Wave energy comes in many forms: at Inhabitat we’ve written about buoys, floating sea walls, and floating platforms. But Australia-based Wave Swell Energy (WSE) takes a novel approach to harvesting power from ocean waves using what CEO Tom Denniss calls an artificial blowhole.
WSE’s artificial blowhole is a concrete column resting in the sea; waves rushing in and out of a central chamber cause air to have a positive or negative pressure. The pressure changes allow the air to pass by a turbine, generating clean power. All the moving parts are above the water line for ease of maintenance.
The company says they’ve based their technology on the idea of an oscillating water column. But the difference between their technology and that of other organizations is their turbine is only hit by air flowing from one direction. This means the turbine design is simpler, more reliable, and more durable. The design also yields a higher energy conversion efficiency, according to the company.

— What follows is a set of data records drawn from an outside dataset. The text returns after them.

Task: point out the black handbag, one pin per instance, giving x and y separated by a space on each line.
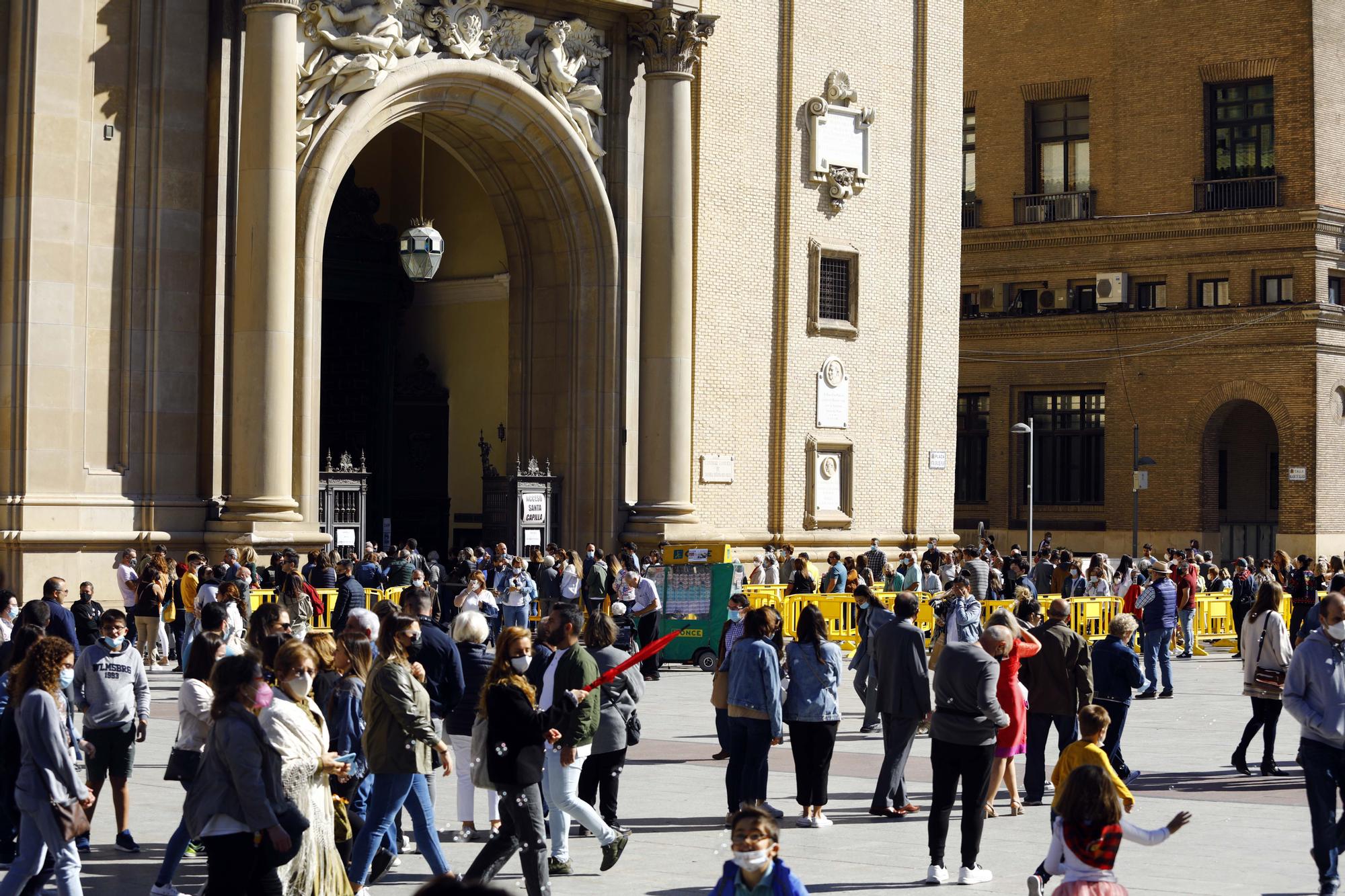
295 825
184 764
633 728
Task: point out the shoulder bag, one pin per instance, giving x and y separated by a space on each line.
1268 678
481 744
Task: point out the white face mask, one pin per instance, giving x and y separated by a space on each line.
301 685
753 858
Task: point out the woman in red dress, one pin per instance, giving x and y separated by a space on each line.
1012 739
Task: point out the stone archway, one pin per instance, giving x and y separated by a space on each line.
563 256
1225 415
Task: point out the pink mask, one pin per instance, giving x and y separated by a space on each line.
262 700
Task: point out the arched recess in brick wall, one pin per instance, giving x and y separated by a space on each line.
1249 423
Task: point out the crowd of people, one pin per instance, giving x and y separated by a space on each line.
301 748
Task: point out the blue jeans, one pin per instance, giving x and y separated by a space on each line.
391 792
1324 776
563 791
38 833
1156 658
514 616
1039 729
176 849
1188 634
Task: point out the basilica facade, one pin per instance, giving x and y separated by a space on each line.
700 259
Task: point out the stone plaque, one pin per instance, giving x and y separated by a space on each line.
827 481
833 395
718 469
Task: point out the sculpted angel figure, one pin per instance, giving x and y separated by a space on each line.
555 63
348 52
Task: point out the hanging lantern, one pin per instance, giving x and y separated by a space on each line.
420 245
420 249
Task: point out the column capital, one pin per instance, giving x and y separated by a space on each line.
272 6
669 41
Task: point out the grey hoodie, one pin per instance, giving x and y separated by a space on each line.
111 689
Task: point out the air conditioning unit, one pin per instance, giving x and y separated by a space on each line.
1113 290
993 300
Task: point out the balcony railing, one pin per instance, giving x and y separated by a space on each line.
1238 193
1044 208
970 213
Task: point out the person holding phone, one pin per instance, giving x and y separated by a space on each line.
298 731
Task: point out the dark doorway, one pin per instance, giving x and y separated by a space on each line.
376 397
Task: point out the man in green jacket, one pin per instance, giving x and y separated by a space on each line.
572 667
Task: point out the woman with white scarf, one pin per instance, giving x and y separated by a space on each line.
297 728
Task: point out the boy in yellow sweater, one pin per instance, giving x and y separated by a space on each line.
1086 751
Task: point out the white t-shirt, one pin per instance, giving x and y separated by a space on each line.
127 581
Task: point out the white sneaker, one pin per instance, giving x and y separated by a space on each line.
974 874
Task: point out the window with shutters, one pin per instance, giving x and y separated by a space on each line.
833 290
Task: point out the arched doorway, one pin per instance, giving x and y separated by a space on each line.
1242 474
562 365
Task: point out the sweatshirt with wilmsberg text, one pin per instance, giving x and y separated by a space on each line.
111 688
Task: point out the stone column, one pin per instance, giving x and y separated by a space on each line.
262 404
669 41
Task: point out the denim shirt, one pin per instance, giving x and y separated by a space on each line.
754 670
814 686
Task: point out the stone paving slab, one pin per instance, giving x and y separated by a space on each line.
1249 836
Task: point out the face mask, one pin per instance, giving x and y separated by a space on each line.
301 685
753 858
262 700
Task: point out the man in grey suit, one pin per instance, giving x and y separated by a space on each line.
902 677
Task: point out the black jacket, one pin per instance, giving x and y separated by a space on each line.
87 614
443 667
477 662
521 728
350 595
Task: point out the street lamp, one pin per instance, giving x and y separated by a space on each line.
1135 491
1026 430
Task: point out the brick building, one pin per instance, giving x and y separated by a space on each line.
1155 239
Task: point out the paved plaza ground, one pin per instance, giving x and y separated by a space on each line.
1249 834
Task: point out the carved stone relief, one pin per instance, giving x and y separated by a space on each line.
348 48
839 140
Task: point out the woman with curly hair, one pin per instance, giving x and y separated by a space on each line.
48 775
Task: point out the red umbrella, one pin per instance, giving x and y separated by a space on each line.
644 653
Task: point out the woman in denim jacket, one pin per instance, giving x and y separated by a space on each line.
812 710
754 670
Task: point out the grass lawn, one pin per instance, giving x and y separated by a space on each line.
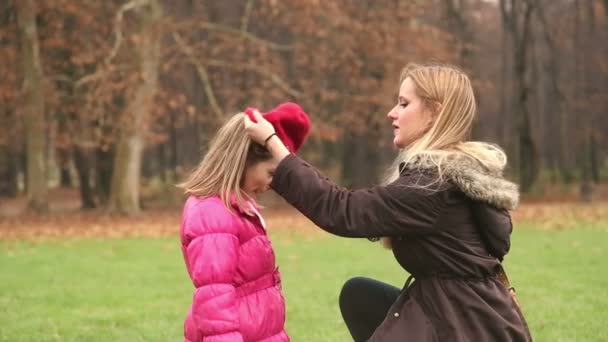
137 289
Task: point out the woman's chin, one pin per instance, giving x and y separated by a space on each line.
398 144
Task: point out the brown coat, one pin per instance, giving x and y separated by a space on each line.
449 237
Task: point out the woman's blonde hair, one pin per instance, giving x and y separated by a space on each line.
221 171
447 93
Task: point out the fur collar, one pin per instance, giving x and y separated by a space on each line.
471 177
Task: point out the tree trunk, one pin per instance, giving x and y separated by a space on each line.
103 174
124 194
8 172
33 107
82 161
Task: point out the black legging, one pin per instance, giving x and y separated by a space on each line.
364 303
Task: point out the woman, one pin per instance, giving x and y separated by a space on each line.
443 212
227 252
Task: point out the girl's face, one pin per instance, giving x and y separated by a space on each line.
259 176
410 117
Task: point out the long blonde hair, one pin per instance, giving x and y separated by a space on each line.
447 92
221 171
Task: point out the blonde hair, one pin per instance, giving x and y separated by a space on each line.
447 93
221 171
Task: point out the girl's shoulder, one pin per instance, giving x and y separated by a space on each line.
208 215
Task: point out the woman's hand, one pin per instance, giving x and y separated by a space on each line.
258 131
264 134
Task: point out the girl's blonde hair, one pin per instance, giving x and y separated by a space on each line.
221 171
447 93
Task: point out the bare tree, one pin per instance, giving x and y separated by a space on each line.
516 16
124 194
33 106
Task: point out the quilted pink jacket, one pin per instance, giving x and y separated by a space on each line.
232 265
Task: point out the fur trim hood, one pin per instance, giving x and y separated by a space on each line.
492 196
471 177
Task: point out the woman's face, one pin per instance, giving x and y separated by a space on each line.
410 118
259 176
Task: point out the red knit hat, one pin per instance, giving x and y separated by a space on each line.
290 123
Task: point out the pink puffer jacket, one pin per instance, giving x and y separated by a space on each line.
232 265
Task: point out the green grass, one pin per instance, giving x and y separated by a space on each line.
137 289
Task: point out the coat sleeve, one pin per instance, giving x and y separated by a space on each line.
392 210
212 258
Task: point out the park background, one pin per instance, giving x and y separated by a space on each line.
106 105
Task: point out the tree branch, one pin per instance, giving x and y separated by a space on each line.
202 73
133 4
245 19
276 79
238 33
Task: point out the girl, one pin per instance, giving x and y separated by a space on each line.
227 252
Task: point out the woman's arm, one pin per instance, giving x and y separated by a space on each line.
391 210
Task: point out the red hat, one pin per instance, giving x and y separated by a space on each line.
290 123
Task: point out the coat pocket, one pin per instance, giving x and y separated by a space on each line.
405 321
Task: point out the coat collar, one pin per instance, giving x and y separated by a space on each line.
471 177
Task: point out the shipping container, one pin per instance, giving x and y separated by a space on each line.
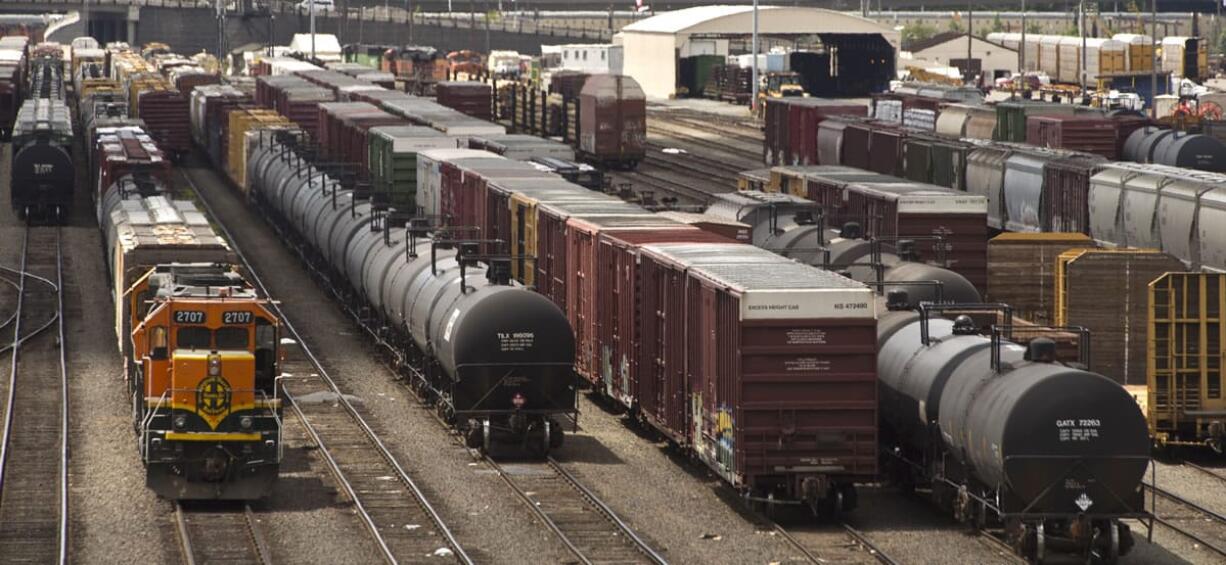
1107 292
1023 272
721 227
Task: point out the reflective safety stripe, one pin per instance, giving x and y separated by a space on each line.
210 436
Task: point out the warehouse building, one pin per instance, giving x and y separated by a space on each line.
861 52
988 59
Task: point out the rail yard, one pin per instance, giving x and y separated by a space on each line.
375 303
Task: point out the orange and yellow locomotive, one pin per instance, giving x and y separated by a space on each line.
202 375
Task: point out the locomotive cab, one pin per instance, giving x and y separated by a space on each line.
205 397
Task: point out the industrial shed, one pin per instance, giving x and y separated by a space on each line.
652 47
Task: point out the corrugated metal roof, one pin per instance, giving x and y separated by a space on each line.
681 20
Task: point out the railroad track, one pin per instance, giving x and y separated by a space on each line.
209 533
834 543
585 523
1204 471
33 452
1191 520
389 503
576 515
736 145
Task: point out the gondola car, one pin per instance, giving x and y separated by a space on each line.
43 174
497 358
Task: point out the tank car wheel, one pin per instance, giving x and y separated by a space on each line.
1112 552
1040 544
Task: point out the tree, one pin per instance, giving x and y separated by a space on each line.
917 32
997 25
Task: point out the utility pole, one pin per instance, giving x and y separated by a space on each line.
970 37
1021 47
1153 59
753 91
1081 28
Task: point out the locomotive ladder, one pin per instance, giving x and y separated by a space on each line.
400 517
33 452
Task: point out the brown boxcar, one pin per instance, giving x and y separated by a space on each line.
764 367
462 197
885 150
330 131
470 97
855 150
804 115
1107 292
1066 206
498 202
554 264
1023 271
582 271
619 309
830 134
1075 132
721 227
612 120
915 210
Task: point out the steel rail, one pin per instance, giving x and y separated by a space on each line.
459 552
15 348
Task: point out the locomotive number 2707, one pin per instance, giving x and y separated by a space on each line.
189 316
237 318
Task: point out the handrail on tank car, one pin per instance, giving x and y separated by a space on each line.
927 307
1084 352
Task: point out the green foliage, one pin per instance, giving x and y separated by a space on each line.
997 25
916 32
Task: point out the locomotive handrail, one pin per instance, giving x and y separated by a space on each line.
927 307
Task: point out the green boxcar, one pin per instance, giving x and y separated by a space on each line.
391 155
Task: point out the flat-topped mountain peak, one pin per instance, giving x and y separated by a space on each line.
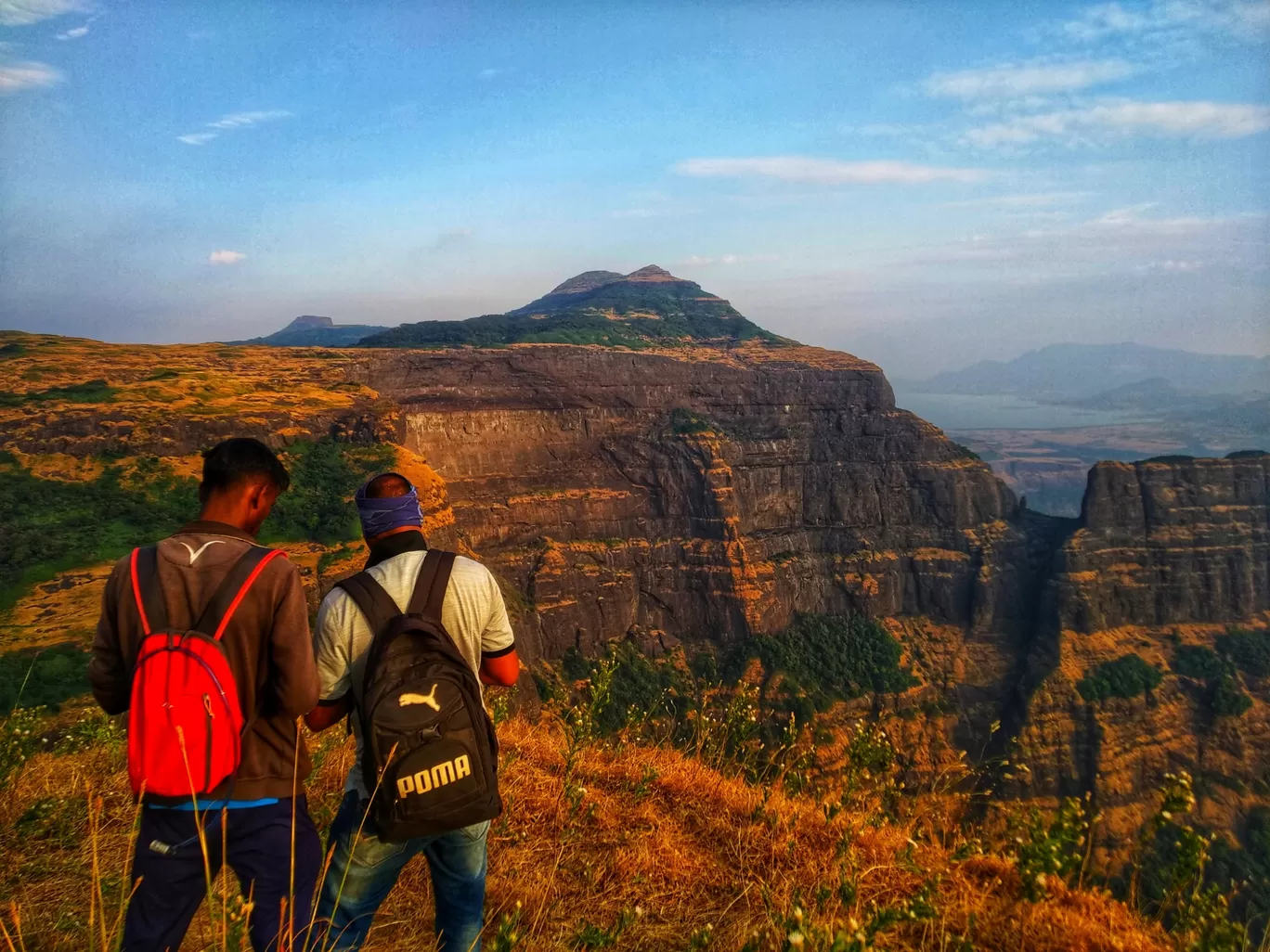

Their blowhole can produce up to one megawatt (MW) of power; as wave conditions and weather change, the average output is around 470 kilowatts. Its capacity factor – or ratio of average to peak power – is around 47 percent, much greater than the 30 percent achieved by other wave power systems. That means WSE could offer their electricity for around seven cents per kilowatt-hour (kWh), which is roughly competitive with coal. The WSE technology has the added side benefit of producing desalinated water.
By the middle of 2018, they plan to test their technology near King Island, a land mass home to under 2,000 people between Australia and Tasmania. Denniss also has his sights set on Hawaii. The company aims to scale up rapidly – within the next five years they hope to deploy systems able to produce 100 MW or greater. They also think they can lower the price in the future to four cents per kWh.